Yemek katında insanların yemek yiyişlerine baka baka ilerliyordum. Az ileride bir genç adamın fark ettirmeden yaşlı adamın cüzdanını çalmasını izledim. Genç adam siyah şapka takmıştı. Üzerinde siyah ceket, siyah pantolon vardı. Adam o kadar sakin ve kendinden emin bir şekilde çalmıştı ki cüzdanı şaşkınlığımı gizleyememiştim. Genç adam seri adımlarla merdivenlerden inip gözden kaybolurken yaşlı adam hiçbir şey anlamamıştı, yemeğini yiyordu.

Evet, işte ne yazacağımı bulmuştum. Bir insan neden başka insanın bir şeyini çalardı? Bunu kesinlikle ümitsiz olduğu için yapıyordu. Hemen harekete geçtim. Yürüyen merdivenlerden inip çıkışa kadar koştum. Birkaç metre ötemdeki park alanında ilerliyordu. Ona yetişmek için koşmaya başladım. Adımları hızlıydı, yetişmem zordu. O, önümde yürürken arkasından onu takip ettim. Ona birkaç soru soracak ve neden hırsızlık yaptığını bulacaktım. Ama ya bana cevap vermezse? Of bunu düşünecek vaktim yoktu.

Dar ve rutubet kokan bir sokağa daldı. Yarım saattir falan yürüyor olmalıydık. Yorulmuştum ve susamıştım. Sağ döndü, ardından ben de döndüm. Dövme dükkanları sırasıyla çizilmişti bu sokakta. Gri duvarlı üç katlı evler vardı. Dövme dükkanları olmasaydı kesinlikle terk edilmiş bir yer derdim.
Ürperticiydi hem de. Bir an vazgeçip geri dönmeyi düşündüm fakat dönemedim. Sokağın sonuna geldiğinde sol tarafta olan dövme dükkanının kapısını anahtarla açtı ve içeri girdi. Hem hırsız hem de dövmeciydi anlaşılan.

Demir kapının önüne geldiğimde kapıya vurup vurmamakta kararsızdım. Çaresizdim ve ne yapacağımı bilmiyordum. Geri dönüp gitsem aklımda hep "Kapıya vursaydım ve açsaydı, ne olurdu acaba?" diye sorular dolanacaktı. Belki de bu yüzden pişman olacaktım.

Kafamdaki düşünceler dönüp dolanıyor, kapıda öylece dikiliyordum. O sırada gürültüyle açıldı kapı. Hırsız merakla ve biraz da sinirle bana baktı. Ben ise heyecanlanmıştım; elim, ayağım birbirine dolanmıştı.

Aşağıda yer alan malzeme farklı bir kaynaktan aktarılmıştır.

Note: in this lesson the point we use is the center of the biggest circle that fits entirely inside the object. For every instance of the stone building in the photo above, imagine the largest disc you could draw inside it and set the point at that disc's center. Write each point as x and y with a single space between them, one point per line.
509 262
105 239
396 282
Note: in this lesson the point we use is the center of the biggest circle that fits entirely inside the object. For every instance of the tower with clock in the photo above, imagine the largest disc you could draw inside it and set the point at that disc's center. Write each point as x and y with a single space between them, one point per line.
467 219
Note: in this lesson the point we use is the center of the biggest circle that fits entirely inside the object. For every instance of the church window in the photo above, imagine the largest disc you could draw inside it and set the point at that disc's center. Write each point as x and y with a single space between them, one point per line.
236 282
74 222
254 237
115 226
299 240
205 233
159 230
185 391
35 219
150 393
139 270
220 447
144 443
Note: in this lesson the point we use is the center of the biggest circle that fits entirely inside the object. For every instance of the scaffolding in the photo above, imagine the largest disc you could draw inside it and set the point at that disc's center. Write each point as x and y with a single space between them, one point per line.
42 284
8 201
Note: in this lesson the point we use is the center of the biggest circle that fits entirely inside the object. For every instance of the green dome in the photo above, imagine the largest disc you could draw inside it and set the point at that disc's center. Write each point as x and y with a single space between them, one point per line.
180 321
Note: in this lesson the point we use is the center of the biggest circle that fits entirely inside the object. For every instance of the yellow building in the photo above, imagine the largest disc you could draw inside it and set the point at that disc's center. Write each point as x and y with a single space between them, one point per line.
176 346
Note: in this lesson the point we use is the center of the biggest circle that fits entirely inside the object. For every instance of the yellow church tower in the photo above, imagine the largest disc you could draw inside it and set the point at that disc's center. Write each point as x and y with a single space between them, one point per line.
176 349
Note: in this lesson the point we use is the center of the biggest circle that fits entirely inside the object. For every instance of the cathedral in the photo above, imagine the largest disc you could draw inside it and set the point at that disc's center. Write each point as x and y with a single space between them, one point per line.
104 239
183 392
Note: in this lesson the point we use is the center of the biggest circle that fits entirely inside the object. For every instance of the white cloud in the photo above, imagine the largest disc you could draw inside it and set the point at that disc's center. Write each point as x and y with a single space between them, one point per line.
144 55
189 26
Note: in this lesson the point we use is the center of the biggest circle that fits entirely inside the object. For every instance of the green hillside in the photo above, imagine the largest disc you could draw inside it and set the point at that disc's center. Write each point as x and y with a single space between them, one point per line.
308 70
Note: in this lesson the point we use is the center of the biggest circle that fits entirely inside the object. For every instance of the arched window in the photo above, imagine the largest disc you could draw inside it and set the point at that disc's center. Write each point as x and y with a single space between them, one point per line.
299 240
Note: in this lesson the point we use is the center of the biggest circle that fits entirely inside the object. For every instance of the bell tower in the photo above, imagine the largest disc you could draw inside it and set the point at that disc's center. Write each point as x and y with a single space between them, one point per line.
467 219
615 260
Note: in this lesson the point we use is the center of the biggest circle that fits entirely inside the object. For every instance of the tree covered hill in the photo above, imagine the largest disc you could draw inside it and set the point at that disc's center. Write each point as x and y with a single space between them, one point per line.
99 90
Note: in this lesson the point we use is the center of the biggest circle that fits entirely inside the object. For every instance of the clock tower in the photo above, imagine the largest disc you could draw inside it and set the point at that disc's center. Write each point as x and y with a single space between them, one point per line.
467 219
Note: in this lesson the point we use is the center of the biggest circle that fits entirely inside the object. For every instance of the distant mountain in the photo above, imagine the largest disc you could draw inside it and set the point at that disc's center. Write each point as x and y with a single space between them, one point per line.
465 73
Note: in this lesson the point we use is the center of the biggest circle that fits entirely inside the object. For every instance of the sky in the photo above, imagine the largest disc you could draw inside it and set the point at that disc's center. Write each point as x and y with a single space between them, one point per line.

"Şey ben..." diye bir şeyler geveledim.

O, tekdüze sesiyle "Akın mı gönderdi seni?" diye sordu. Bir cevap veremedim. Sert bir dille "Git başımdan!" dedi. İçeri girdi ve tam kapıyı kapatacaktı ki elimi kapıya koyup kapatmasını engelledim.
Kapının ardından bir elime bir de bana baktı. Artık bir şey söylemeliydim.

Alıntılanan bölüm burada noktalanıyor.